The 160th anniversary of freedom for Florida's enslaved people brought hundreds of folks to Tallahassee's Emancipation Day celebration on Tuesday, May 20.
The day began with a memorial. Nearly three-dozen Black union soldiers are buried in the western quadrant of the Old City Cemetery. Their internments came at a time when even graveyards were racially segregated. Today, there are those who insist the sins and mistakes of the past are best forgotten. But Katelyn Palmer, an FSU student affiliated with the school's Civil Rights Institute, had a different take.
"One major thing that I think goes into that feeling of threat is guilt. No one wants to be considered a bad guy or an antagonist in anyone else's story."
Although she considered it impossible to avoid past errors if addressing them is also avoided. Following the graveyard memorial, Emancipation Day activities moved a few blocks east to the Knott House at the corner of Park Avenue and Calhoun Street. Hundreds of people gathered for the traditional reading of the Emancipation Proclamation by Brian Bibeau, once again decked out as Union General Edward McCook.
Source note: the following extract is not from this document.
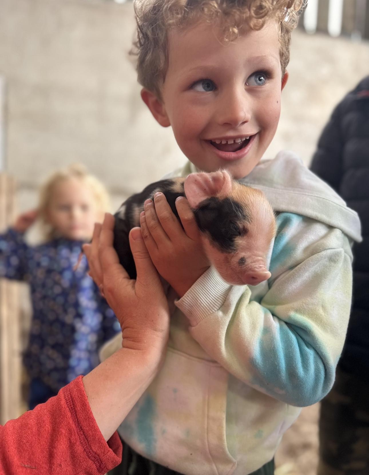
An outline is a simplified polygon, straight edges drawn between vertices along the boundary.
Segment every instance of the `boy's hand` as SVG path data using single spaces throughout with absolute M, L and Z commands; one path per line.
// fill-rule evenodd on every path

Accompanied by members of the Second Infantry Colored Troops, Bibeau delivered President Lincoln's historic document on the very same spot as the real-life McCook, 160 years before.

The significance was not lost on Professor Ralph Noble. He and around 50 students from South Carolina State University were in town for a workforce conference at sister HBCU, Florida A&M University. He thought the event's message was powerful.
"To understand things that happened in the past and knowing your history. Knowing why we hid it and some idea of difficult trends we've had in the past to make sure we don't tread the same pathways. And to look forward to new growth."
Jonathan Grandage is now the public engagement and historic sites development director for the Florida Department of State. He was greatly impressed by the large crowd at the Knott House event, noting that Professor Noble and his students weren't the only out-of-town visitors.
"It's not a local-only event. It's a statewide event and here, a region-wide event. And then we're learning from each other how those places continue it, in addition to the things we know from the national level. So for a historian or an anthropologist studying this today, it's history in the making!"
Florida Emancipation Day 2025. At the very spot where it actually happened, 160 years ago.